BOB ESCHLIMAN, Charisma News
When it comes to American Christians whose religious liberty may be infringed upon, the U.S. Constitution, First Amendment and civil rights laws clearly define what constitutes religious persecution.
But what about people in other countries who wish to come into our country because they have been persecuted in their home countries? According to the 10th Circuit Court of Appeals, if someone is able to continue practicing his or her faith in hiding—even if they face punishment or death for doing so—that doesn’t constitute grounds for seeking asylum to the U.S.
The biggest issue, according to a number of Christian court observers, is that federal law doesn’t define “religious persecution” as it applies to the Immigration and Nationality Act. Now, several of those groups are asking the Supreme Court to take up the case of Xue Ting, a Chinese Christian who has sought asylum in America.

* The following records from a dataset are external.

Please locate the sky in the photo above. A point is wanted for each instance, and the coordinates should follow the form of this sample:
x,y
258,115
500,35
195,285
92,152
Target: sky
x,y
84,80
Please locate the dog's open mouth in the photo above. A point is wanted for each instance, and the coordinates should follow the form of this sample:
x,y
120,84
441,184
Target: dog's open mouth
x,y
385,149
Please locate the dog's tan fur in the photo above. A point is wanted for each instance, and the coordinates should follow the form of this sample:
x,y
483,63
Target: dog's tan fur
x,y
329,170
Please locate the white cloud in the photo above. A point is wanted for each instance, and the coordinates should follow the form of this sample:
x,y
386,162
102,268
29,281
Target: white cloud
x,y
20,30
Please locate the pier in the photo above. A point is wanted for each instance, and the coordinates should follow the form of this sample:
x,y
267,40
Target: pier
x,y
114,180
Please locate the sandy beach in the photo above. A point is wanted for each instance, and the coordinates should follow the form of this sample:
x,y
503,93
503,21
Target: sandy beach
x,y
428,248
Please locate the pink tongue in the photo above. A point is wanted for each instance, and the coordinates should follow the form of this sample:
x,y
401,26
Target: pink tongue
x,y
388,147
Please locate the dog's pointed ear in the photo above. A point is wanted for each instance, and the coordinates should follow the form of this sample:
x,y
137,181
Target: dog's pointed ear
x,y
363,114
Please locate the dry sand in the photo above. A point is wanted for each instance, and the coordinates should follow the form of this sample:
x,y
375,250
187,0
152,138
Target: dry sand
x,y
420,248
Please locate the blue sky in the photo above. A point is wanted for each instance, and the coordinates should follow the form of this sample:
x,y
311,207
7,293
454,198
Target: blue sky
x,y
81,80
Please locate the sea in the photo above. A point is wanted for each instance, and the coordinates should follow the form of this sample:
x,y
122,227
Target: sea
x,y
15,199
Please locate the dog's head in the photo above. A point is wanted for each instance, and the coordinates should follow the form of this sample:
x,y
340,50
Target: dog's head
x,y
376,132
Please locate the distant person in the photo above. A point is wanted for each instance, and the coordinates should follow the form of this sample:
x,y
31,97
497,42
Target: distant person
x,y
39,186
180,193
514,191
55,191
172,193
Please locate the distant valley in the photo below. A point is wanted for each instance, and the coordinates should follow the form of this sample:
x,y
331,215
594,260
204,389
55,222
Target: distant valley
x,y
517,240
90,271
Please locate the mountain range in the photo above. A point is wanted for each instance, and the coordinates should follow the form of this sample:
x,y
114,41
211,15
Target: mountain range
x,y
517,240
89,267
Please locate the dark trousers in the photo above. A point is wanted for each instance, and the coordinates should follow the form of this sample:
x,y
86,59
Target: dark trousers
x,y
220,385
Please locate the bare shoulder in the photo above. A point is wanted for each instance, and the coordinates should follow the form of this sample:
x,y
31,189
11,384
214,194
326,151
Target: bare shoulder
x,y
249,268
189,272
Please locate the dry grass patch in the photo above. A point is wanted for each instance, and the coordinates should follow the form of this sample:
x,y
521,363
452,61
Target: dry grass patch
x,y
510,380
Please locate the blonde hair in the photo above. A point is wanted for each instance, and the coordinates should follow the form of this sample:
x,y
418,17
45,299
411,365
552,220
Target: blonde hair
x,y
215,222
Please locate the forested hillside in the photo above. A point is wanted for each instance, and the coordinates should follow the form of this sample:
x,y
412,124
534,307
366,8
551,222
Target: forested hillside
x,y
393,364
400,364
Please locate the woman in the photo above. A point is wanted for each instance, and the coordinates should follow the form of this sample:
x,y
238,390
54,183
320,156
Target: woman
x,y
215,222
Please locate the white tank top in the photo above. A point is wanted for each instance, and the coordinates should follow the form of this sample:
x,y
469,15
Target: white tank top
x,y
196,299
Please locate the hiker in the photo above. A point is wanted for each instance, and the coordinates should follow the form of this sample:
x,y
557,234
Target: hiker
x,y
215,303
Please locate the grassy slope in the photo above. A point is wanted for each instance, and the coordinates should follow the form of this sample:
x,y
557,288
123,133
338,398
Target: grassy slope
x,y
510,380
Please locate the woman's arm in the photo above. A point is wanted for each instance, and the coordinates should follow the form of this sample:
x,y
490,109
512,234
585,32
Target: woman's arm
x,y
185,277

Pacific Justice Institute, which has submitted an amicus curiae to the Supreme Court, asking that it take up the case, issued the following statement about Xue’s case:
The appellant, Ting Xue, not only had to practice his faith in secret to avoid discovery and punishment at the hands of Chinese authorities, he was also arrested for attending a church that wasn’t state-approved.
Xue was then confined in unsanitary conditions, beaten by interrogators and fined more than half of his annual wages. After his release, Xue narrowly avoided being sent to a labor camp when Chinese authorities re-arrested members of his church, which continued to operate despite a previous raid.